Rwanda suffered through the slaughter of over 800,000 people in the 1990’s, during the genocide. Survivors were primarily female, and the labor force became primarily female as a result. As the country began to recover, Rwanda enacted female-friendly laws, such as three-months paid maternity leave, to keep women in the work force. The country also legislated quotas for female participation in governance, stipulating that at least 30% of the parliament had to be female. (In the United States congress, we have been hovering around 20% females).

More than half of the world’s countries now have legal or voluntary gender quotas as a way to put women on a fast track to equal participation in governance (Parliament of Australia, 14/11/2013). If we tried that here, the predictable outcry would be, “Unfair!” “Reverse discrimination!”

Instead, we have produced a bumper crop of female candidates this year who are described as having bold visions. That means they are proposing ideas that will change things rapidly, not in 500 years. Many are progressives who are running in order to address systemic injustice, who speak candidly about the needs of the poor, the marginalized and the forgotten in our society.

Recent history shows that this is what women in politics do: they make life more humane, more inclusive, more egalitarian for everyone (The Guardian, 7/12/2017). The scattered election of women we’ve seen so far hasn’t been able to achieve that. We need a critical mass of women elected to congress.

After Iceland elected a female president in 1980, female participation in politics skyrocketed. Last year Iceland was ranked the most gender equal country in the world for the ninth time. It was also recently named as the world’s best place for working women (The Guardian, 7/12/2017).

(“Incidentally, a Stanford University study also showed that female Congress members simply get more stuff done – passing, on average, twice as many bills as male legislators in one analyzed session of Congress.”) The Guardian, 7/12/2017

Ayanna Pressley is one of those hard-working, bold vision people. She just won a congressional seat from a 10-term congressman in Massachusetts. Prior to her run for national office, she was the first woman of color elected to the Boston City Council, and boy did she get work done!

As a candidate, she spoke about the city needing to do more for girls, to uplift especially black and brown girls. During her 9 years on the council, she created the Committee on Healthy Women, Families, and Communities to spotlight stable families, reduce violence and poverty, and promote women’s issues (City of Boston.gov). She created a sex education program that was adopted city-wide. She also worked with multiple constituents, including adolescent minorities, to change the specific discipline practices black and brown girls encounter in Boston city schools (YW Boston, 8/15/2018).

The elder politicians who have been in office for years do not seem to understand this way of working. We the people face horrendous difficulties trying to manage our ordinary lives. More and more of us are getting poorer and poorer: in wealth, in health and in spirit. Going slowly has cost us dearly.

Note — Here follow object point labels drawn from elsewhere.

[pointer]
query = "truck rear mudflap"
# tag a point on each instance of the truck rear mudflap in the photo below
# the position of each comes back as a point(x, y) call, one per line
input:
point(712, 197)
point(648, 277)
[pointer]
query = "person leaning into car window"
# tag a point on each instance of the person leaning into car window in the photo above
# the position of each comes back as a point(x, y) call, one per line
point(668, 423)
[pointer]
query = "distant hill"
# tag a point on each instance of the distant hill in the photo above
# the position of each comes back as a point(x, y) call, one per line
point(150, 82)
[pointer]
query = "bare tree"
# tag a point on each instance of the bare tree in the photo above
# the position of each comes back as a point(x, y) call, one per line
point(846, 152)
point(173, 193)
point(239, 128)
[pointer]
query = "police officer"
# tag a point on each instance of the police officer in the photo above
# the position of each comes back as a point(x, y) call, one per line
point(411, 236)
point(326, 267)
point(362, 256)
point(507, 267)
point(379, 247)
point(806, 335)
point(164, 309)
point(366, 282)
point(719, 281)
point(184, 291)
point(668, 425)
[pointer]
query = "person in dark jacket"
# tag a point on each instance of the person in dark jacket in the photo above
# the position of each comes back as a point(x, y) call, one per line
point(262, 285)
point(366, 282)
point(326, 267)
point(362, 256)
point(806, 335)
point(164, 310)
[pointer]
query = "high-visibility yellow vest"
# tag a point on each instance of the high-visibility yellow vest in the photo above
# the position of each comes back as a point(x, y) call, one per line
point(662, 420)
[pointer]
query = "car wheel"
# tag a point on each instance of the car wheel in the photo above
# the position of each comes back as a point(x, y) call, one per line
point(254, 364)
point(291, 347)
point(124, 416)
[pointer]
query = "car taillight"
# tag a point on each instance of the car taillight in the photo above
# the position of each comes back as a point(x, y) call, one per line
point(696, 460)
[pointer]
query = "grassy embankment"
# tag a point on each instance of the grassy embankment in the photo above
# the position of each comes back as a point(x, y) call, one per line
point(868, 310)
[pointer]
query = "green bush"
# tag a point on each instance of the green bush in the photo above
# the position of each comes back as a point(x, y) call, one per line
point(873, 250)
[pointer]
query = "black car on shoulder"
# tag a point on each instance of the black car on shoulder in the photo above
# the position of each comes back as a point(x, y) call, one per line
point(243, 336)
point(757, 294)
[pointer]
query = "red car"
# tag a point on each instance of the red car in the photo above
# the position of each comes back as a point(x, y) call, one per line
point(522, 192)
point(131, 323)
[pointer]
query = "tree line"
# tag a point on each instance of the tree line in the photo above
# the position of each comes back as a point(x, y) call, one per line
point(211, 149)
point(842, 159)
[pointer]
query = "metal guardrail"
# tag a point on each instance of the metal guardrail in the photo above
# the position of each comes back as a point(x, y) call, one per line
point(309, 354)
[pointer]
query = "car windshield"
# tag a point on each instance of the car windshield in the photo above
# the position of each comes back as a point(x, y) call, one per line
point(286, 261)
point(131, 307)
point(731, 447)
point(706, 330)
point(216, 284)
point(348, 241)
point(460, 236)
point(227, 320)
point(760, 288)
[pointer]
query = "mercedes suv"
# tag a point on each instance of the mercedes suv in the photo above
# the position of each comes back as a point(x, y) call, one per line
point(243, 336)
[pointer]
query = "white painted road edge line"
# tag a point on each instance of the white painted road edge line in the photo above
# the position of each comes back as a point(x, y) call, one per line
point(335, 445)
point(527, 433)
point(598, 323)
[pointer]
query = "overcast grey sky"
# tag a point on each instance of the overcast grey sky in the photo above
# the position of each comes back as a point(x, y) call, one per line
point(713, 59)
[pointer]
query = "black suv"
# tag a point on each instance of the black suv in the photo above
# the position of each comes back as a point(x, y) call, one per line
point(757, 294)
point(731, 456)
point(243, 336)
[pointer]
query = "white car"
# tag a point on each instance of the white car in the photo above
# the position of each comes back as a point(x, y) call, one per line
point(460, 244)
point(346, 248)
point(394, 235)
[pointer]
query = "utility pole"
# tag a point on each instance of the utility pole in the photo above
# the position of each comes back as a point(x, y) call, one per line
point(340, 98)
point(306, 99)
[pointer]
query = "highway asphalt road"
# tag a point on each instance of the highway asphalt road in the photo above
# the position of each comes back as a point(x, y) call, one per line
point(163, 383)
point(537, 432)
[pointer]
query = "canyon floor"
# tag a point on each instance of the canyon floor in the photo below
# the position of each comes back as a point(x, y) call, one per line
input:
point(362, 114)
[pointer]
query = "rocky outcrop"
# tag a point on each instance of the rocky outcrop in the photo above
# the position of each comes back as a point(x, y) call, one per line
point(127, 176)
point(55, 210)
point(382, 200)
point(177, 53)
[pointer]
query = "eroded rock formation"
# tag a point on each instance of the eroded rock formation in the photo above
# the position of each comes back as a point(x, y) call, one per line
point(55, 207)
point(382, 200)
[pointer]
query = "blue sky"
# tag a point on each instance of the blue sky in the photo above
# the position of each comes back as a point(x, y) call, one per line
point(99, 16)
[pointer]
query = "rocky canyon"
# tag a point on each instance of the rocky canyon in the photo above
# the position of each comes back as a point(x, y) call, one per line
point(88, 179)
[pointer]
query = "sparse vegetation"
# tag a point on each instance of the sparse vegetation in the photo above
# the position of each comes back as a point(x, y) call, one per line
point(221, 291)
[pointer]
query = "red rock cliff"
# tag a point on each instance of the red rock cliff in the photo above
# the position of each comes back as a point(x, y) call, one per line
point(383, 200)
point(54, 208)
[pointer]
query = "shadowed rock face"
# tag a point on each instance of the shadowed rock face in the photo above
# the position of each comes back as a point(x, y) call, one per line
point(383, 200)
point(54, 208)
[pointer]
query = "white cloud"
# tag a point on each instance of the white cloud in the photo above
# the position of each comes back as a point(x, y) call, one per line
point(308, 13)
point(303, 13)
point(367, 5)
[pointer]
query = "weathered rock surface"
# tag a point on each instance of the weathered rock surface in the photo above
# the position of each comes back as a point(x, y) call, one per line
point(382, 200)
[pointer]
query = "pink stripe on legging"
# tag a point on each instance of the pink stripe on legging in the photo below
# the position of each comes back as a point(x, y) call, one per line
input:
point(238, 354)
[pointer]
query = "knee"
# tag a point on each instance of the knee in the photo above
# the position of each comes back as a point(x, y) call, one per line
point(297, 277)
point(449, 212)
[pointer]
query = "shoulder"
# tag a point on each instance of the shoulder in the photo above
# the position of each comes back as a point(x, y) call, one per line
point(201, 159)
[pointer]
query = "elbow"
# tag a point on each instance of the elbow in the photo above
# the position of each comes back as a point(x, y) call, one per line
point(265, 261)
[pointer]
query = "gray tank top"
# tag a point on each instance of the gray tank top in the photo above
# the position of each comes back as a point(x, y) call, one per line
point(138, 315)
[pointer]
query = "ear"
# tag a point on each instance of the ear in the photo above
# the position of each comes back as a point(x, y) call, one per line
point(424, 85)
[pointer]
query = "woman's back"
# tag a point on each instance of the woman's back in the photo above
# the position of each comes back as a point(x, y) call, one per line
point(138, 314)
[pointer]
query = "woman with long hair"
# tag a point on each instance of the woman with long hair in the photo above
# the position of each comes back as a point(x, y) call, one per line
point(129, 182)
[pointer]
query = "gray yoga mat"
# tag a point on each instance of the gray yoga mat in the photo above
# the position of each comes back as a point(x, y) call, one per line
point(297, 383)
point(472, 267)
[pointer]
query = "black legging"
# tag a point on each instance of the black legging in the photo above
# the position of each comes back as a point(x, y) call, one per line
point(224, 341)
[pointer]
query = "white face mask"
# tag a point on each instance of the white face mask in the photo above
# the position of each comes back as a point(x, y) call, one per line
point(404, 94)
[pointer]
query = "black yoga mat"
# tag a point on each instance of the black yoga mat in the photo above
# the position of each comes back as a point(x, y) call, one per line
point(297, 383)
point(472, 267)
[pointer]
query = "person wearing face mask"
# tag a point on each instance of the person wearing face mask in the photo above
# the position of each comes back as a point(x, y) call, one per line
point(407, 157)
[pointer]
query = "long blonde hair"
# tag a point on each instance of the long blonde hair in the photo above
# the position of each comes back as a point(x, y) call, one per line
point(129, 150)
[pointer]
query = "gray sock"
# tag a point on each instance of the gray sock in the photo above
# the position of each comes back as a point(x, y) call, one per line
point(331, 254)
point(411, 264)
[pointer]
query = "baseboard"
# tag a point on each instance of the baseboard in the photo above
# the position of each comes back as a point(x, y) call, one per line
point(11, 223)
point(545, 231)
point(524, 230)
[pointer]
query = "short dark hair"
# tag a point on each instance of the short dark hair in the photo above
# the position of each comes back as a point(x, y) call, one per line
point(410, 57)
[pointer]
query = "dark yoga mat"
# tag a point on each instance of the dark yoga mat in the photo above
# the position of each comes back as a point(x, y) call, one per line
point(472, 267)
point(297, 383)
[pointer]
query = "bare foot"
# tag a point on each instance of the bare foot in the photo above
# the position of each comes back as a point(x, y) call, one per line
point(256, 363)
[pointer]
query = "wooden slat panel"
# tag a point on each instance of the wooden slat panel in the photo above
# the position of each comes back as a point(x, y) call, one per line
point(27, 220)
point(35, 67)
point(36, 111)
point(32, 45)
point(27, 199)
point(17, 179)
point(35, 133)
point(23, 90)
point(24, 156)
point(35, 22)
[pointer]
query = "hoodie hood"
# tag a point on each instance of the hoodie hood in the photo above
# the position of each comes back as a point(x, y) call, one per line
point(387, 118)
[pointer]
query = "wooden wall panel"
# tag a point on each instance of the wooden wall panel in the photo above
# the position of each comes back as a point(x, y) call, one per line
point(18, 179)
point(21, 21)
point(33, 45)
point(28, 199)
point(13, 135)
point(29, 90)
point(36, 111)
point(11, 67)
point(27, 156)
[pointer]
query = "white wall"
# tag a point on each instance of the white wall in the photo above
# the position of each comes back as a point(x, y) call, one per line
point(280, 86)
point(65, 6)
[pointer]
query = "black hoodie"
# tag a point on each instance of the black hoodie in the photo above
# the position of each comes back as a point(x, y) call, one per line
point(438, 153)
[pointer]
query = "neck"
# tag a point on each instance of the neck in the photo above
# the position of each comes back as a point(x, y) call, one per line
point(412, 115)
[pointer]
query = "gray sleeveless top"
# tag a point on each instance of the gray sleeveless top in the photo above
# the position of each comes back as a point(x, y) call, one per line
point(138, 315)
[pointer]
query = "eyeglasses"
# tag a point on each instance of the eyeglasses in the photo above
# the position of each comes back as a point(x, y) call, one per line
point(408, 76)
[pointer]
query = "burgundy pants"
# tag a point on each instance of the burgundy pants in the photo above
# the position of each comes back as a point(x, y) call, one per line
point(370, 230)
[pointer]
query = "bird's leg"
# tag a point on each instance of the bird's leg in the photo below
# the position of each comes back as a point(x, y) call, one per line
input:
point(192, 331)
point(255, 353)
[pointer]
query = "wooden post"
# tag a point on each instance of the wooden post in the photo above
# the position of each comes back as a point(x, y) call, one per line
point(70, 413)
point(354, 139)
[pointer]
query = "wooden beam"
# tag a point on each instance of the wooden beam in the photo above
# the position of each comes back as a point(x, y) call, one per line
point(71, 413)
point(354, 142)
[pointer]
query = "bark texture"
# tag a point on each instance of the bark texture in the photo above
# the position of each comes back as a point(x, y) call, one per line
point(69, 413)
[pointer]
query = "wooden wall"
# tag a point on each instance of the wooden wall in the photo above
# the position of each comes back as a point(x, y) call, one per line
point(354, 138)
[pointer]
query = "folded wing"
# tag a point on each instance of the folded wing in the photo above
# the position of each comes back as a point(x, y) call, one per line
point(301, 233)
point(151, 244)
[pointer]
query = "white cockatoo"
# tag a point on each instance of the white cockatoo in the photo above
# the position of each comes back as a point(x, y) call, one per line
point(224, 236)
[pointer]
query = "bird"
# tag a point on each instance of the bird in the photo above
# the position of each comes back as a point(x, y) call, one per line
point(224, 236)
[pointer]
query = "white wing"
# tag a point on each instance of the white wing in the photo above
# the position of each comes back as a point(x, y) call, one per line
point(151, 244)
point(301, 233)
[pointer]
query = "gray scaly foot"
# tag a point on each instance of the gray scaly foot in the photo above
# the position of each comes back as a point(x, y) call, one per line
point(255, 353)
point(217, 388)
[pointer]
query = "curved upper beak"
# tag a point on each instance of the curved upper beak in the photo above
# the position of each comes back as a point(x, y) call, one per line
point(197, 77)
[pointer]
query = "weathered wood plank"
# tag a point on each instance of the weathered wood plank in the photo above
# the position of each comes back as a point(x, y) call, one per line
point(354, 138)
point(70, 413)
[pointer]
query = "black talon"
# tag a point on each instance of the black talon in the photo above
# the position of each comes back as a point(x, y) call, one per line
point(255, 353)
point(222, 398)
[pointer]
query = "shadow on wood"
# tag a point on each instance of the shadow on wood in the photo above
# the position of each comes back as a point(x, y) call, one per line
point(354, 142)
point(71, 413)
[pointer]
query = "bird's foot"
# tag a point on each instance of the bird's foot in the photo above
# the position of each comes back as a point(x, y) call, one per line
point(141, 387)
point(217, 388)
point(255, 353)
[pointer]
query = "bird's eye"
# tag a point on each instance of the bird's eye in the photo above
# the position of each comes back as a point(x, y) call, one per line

Right now we are looking for candidates who have lived alongside of us, if you will – who have been single mothers, who have been down to their last dollar week after week, who have butted against gender expectations and racial profiling time and time again, who are putting kids through college with massive loans, who have inadequate health insurance, who grew up witnessing street violence, who have children with special needs, and so on and so on. We need people with experience in living far more than we need people with experience in that privileged, male, political world.

As Ayanna Pressley said, “The people closest to the pain should be closest to the power.” Perhaps this election will bring that living wisdom to congress.